Let’s take the case of Michael Milken, who made $550 million in 1987. If the Alice Tax kicked in at $10 million, he might have continued trying to rake in the booty anyway, meaning the treasury would be $540 million richer. But let’s say he did call off his business dealings for the year when he reached an income of $10 million—which would have been on about January 6, according to my calculations. A lot of people who were laid off because merged or acquired corporations had to divert resources to pay debts might now be working. A lot of companies that went under because of the burden of truly junky junk bonds might have survived. A lot of the felonies committed by Milken after January 6 might have not been committed. A lot of people who were cheated by those felonies might not have been cheated. I rest Alice’s case.

1990

Economics, with Power Steering

The Bush economists say folks with gobs

Should not be taxed (the gospel of the eighties)

So they’ll invest the money and make jobs.

But that neglects the role of the Mercedes.

That’s why this reinvestment talk is cant:

The man who makes a bunch of money lends

No start-up fund to some new widget plant.

Instead, he buys a white Mercedes-Benz.

And if you let him keep more of his pay

He won’t finance a new assembly line.

He’ll simply buy another one in gray.

The rich stay rich.

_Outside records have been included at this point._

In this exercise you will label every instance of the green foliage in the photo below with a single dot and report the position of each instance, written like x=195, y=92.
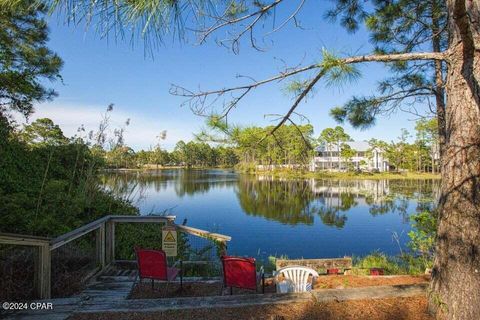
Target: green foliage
x=389, y=264
x=43, y=131
x=422, y=236
x=399, y=26
x=25, y=61
x=50, y=189
x=338, y=72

The Germans like it fine.

1990

Basic Economics

I am faced with the problem of how to discuss the president’s new economic plan in a way that does not reveal that I have no understanding of economics whatsoever.

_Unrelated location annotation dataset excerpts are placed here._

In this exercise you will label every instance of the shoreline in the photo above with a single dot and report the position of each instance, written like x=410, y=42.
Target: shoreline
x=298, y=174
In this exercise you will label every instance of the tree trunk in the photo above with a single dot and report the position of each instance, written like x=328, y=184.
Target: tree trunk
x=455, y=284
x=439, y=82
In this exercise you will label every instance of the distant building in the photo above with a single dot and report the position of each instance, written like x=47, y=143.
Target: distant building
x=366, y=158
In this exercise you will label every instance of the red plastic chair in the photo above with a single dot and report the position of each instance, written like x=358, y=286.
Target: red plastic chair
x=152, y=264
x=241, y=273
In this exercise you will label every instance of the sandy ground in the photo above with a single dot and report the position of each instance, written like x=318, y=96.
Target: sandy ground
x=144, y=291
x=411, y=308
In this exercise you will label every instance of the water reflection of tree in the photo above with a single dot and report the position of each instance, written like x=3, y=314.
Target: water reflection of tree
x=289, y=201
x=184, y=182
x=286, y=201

For a while, I used the old method of devising one sentence that made me sound rather knowledgeable. Whenever the subject came up, I repeated the sentence in a confident tone of voice, even though I hadn’t the foggiest idea of what it meant. For discussions of the new economic plan, my sentence was “The question is: What’s going to happen when the deficit-reduction component begins to bite?”

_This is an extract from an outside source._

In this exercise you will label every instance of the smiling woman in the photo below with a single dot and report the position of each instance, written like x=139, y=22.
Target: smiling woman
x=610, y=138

This is a sentence I cobbled together from a couple of different phrases I heard on the radio in a discussion between two economists who were both unintelligible in an impressive way. One expert said the key would be when something started to bite, although I didn’t catch precisely what it was. For all I know, it might have been trout. The other expert mentioned the deficit-reducing component. I stuck the two phrases together. That opening—“The question is”—was my own little contribution.

I liked the result. It had a nice, authoritative ring to it. I’ve always thought that the word “component” alone could make you sound as if you knew what you were talking about, and this seemed to confirm that theory. For a while, my sentence was very effective. People would say, “What do you think of the economic plan?”

“The question is: What’s going to happen when the deficit-reduction component begins to bite?” I would say, in a voice that I hoped sounded like the voice of a tweedy man with a pipe.

“That’s a good point,” they would say.

“It’s just one aspect,” I’d say, without bothering to include the fact that I didn’t know another. In fact, if you wanted to be absolutely literal about it, I didn’t exactly know that one.

“Precisely,” they’d say.

How was I able to get away with such blatant fakery? Simple: Most of the people I talk to don’t have much more of an understanding of economics than I do. They’re faking just as much as I am. They simply used another method: unfocused agreement (“that’s a good point … precisely”).

Actually, that might be overstating it a bit. Almost everyone knows more about economics than I do. I believe that the last time I gave any serious thought to the subject was when I was about eight years old, and I haven’t progressed much since then. Listening as an eight-year-old to my parents and their friends talk about how nobody had any money during the Great Depression, I asked my father, “But where did all the money go?”

He couldn’t tell me, and nobody since has been able to tell me.

“That’s not the point,” a businessman I know said many years later, when I asked him where all the money went during the Great Depression. “That’s not the way you’d express the economic situation that obtained.”